Temps de lecture  9 minutes

Par : La Rédaction

Interdépendance des scrutins présidentiels et législatifs, usage de plus en plus alterné de l’abstention, déterminants du vote et du non-vote… Quelles sont les évolutions des niveaux de participation aux élections législatives françaises depuis 2002 ?

Les effets du passage du mandat présidentiel à cinq ans sur les élections législatives

La loi constitutionnelle du 2 octobre 2000 relative à la durée du mandat du président de la République inscrit à l’article 6 de la Constitution que "le président de la République est élu pour cinq ans au suffrage universel direct". Avant cette date, la différence entre la durée du mandat présidentiel (sept ans) et celle du mandat des députés (cinq ans) rendait plus probables les situations de cohabitation entre le président de la République et le Premier ministre (le vote aux élections législatives pouvant servir de vote "sanction" à l'égard du pouvoir exécutif). 

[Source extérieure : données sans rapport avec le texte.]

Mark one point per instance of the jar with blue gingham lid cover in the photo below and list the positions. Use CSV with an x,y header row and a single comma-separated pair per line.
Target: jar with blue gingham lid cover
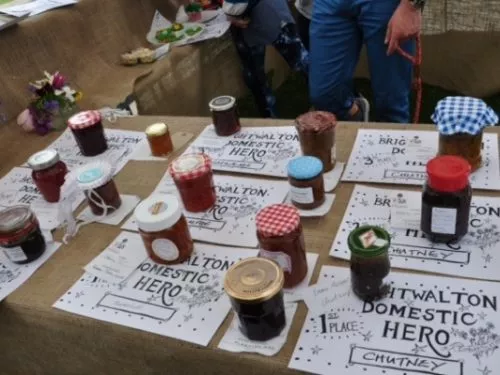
x,y
460,121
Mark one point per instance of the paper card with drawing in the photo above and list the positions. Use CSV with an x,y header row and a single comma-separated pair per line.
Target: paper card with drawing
x,y
400,157
231,221
185,301
17,188
425,325
474,256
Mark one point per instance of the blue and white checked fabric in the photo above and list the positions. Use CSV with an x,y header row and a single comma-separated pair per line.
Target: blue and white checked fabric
x,y
462,114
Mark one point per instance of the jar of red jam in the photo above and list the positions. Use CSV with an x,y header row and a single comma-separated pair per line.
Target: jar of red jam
x,y
48,174
281,239
21,239
164,229
89,132
317,136
225,115
193,176
96,180
446,199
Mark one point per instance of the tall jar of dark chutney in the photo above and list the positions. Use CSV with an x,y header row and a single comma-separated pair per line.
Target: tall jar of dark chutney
x,y
446,199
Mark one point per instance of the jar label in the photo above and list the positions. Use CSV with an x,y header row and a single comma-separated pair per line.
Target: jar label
x,y
165,249
283,259
444,220
301,195
15,254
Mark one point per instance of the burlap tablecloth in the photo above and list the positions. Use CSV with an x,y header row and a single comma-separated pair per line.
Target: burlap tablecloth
x,y
38,339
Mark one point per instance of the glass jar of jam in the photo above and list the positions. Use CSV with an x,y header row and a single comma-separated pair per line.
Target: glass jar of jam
x,y
159,139
317,136
307,187
96,180
20,236
164,229
281,239
446,199
255,289
193,176
48,174
225,115
89,132
370,262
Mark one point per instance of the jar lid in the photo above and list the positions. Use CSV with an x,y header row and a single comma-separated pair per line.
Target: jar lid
x,y
222,103
158,212
305,167
448,173
84,119
156,130
369,241
277,220
93,175
254,280
316,121
190,166
43,159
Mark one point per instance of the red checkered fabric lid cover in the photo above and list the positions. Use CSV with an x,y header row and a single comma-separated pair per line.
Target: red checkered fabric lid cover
x,y
190,166
277,220
84,119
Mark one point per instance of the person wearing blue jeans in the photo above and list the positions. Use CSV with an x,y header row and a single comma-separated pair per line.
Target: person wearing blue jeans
x,y
339,28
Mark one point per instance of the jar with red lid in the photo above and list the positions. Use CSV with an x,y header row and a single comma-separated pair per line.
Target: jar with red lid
x,y
446,199
164,229
281,239
21,239
89,132
48,174
96,180
193,176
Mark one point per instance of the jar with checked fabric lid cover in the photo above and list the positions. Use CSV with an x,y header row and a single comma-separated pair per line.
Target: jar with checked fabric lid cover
x,y
193,176
281,239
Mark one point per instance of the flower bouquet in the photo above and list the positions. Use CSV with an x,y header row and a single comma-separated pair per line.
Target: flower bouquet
x,y
52,104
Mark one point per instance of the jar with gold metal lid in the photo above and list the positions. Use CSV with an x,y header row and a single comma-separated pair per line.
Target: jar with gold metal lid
x,y
255,288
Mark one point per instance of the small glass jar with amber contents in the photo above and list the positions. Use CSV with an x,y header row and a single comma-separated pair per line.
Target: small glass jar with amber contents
x,y
255,289
317,136
159,139
370,262
164,229
307,187
281,239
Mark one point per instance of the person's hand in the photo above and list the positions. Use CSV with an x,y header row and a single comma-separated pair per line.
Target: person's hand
x,y
404,25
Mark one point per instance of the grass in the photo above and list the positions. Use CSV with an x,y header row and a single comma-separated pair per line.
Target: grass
x,y
292,99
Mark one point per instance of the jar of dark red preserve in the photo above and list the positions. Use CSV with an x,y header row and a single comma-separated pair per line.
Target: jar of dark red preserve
x,y
446,199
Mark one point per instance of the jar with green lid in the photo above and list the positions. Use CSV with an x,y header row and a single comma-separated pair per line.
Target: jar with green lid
x,y
370,264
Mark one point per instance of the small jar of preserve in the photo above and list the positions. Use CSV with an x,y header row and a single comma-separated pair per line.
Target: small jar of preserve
x,y
281,239
20,236
89,132
96,180
225,115
317,136
48,174
370,262
307,188
446,199
193,176
255,289
164,229
159,139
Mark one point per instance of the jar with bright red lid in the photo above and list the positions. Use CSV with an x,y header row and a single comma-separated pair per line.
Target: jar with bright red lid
x,y
193,176
48,174
446,199
89,132
281,239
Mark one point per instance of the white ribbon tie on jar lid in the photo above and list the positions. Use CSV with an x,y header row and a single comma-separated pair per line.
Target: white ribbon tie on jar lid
x,y
463,114
86,178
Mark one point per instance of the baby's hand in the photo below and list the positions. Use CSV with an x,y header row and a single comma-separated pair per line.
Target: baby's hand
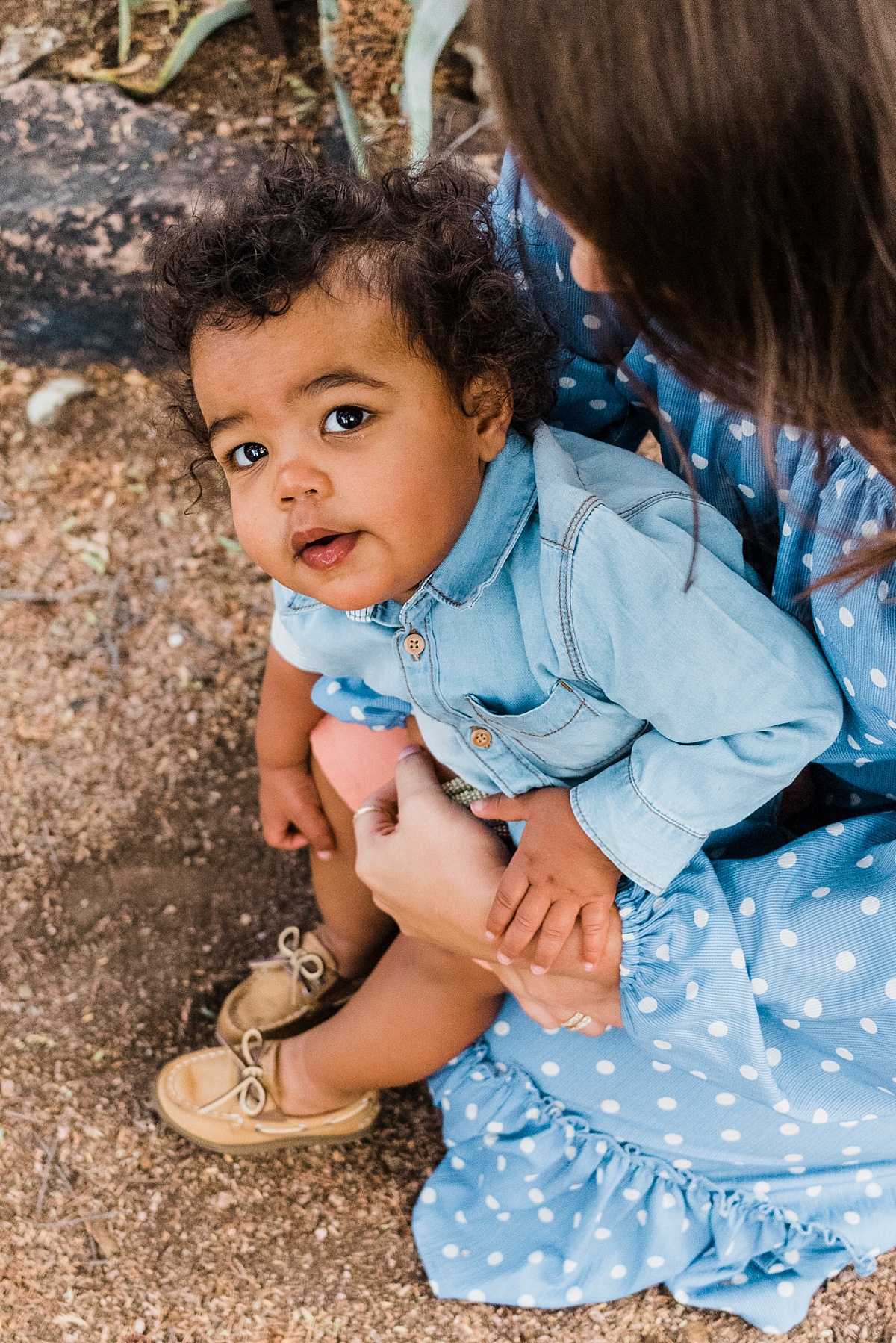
x,y
290,810
556,876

La loi organique du 15 mai 2001, qui complète la loi réforme de 2000, repousse d’avril à juin la date d’expiration des pouvoirs de l’Assemblée nationale. Ainsi, entre 2002 et 2022, les élections législatives se tiennent systématiquement quelques semaines seulement après l'élection présidentielle. L'enchaînement des deux scrutins renforçait les probabilités, pour le président nouvellement élu, d'obtenir une majorité favorable à l'Assemblée nationale. En réduisant l’éventualité d’une cohabitation, cette double réforme a ainsi renforcé la présidentialisation du régime

En 20 ans, l'abstention aux élections législatives a augmenté : elle est passée de 35,58% des inscrits en 2002 à 52,49% en 2022, soit près de 17 points d’écart. Une des clés d’explication de cette abstention est la portée, à la fois politique et symbolique, des élections législatives. Sous l'effet des logiques électorales, les élections législatives ont en effet été reléguées pour certains électeurs au rang d’élections de "second plan". 

 

 

En 2022, pour la deuxième fois consécutive, plus de la moitié des citoyens inscrits sur les listes électorales ne se sont pas déplacés aux urnes. Le niveau d’abstention est resté particulièrement haut en périphérie des grandes métropoles, dans les outre-mer et chez les Français de l’étranger. Ainsi : 

  • trois circonscriptions des Français de l’étranger, ainsi que la 4e circonscription de Guadeloupe comptaient plus de 80% d’abstention ; 
  • en France hexagonale, l’abstention la plus forte a été enregistrée dans les 11e et 4e circonscriptions de Seine-Saint-Denis (respectivement 77,10% et 74,99% d’abstention), après le désistement de l’un des deux derniers candidats. 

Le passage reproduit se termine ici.